Intellectual property theft has been a major complaint of American companies doing business in China for decades. Sometimes this theft occurs through illicit means, such as industrial espionage. It also occurs through legal channels, such as when US companies are forced to form a joint venture with a Chinese business. In other cases, technology transfers are a precondition of doing business in China.
Altogether, the US trade representative estimates that these policies cost US businesses around $50bn a year.
The other problem that has long irked the president is the significant trade deficit. Since the US normalized trade relations with China in 2000, the deficit ballooned from less than $84bn to over $375bn in 2017.
This “China shock” of cheap goods has caused considerable disruption in the U.S. economy. The labor market has been surprisingly slow to adjust, leading affected workers to earn far less money over a lifetime.

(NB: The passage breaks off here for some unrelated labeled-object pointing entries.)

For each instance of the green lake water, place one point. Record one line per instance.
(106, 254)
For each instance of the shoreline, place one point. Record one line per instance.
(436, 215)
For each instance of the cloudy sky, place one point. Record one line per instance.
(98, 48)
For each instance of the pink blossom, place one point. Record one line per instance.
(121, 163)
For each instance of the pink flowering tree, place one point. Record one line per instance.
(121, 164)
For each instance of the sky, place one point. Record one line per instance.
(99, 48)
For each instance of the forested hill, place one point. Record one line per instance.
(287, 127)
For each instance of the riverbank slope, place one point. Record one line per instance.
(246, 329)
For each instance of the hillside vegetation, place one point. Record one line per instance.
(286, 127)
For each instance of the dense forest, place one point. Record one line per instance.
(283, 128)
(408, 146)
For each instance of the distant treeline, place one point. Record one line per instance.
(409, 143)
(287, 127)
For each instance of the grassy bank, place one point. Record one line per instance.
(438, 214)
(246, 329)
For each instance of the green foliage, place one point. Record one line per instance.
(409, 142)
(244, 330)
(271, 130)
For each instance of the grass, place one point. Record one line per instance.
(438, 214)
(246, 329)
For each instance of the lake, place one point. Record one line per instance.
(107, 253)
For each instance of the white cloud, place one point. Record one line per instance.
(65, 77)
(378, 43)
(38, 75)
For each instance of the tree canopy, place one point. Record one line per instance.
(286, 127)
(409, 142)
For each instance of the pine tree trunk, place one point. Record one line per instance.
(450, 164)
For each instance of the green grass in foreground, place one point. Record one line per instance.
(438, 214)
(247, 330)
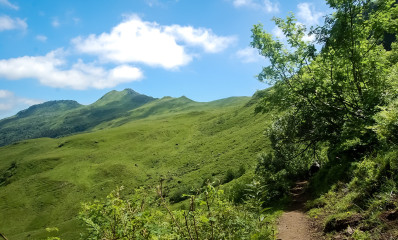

It remains to be seen, however, whether the tariffs will alleviate either problem.
The administration’s calculation seems to be that China will back down on intellectual property theft if faced with less access to US markets.
But China is less dependent on US trade now than it was a decade ago, making its economy resilient to these sorts of punitive measures. The US accounted for 18.4% of Chinese exports in 2016, down from 21% in 2006.
The US likely would have better luck resolving this problem at the WTO, which China joined in 2001 and must abide by its rulings. The best part about a WTO ruling is that it would affect all of China’s exports, not just those to the US.
Similarly, the trade deficit is unlikely to be resolved through higher tariffs. The primary cause of the persistent trade deficit -- $566bn in 2017 -- is an imbalance between savings and investment in the US economy.
The US personal savings rate has fallen steadily since the late 1970s. At the same time, the government has run persistently large budget deficits, both of which have increased the level of borrowing in the US economy.
As a result, foreign investment, particularly from China, has become increasingly critical to financing US economic growth. This is great news in terms of helping Americans buy cheap Chinese goods and the government finance its budget deficit. But all that foreign cash going into the financial market isn’t being used to buy the stuff Americans are producing, like Harley Davidson motorcycles and Iowa corn.
This results in lower exports and a higher trade deficit. Tariffs will not change this reality.
While the full details of the tariffs have yet to be released, it’s clear they’ll cause at least two immediate problems.
One is that US consumers will be hurt. The typical consumer has about $260 in extra purchasing power as a result of trade with China. Those benefits, which disproportionately go toward working-class Americans, will fall due to the US tariffs, as American importers will pass some of their increased costs along to consumers.
Secondly, American companies that export to China will be exposed to retaliation in the form of tariffs on US-made goods. Shortly after Trump’s announcement, China released its own policy statement targeting $3bn worth of US exports.
Particularly vulnerable to Chinese retaliation are the pork and soybean industries, which are concentrated in the Trump-friendly Midwest. This list could grow if a trade war with China escalates.
A broader concern is that, by acting unilaterally, the Trump administration is undermining the broader system that has facilitated the growth of international trade and adjudicated grievances between countries since World War II.
While far from perfect, organizations such as the WTO have limited the scope of trade wars since the chaos of the 1930s. Failing to uphold these institutions could have major consequences in the future.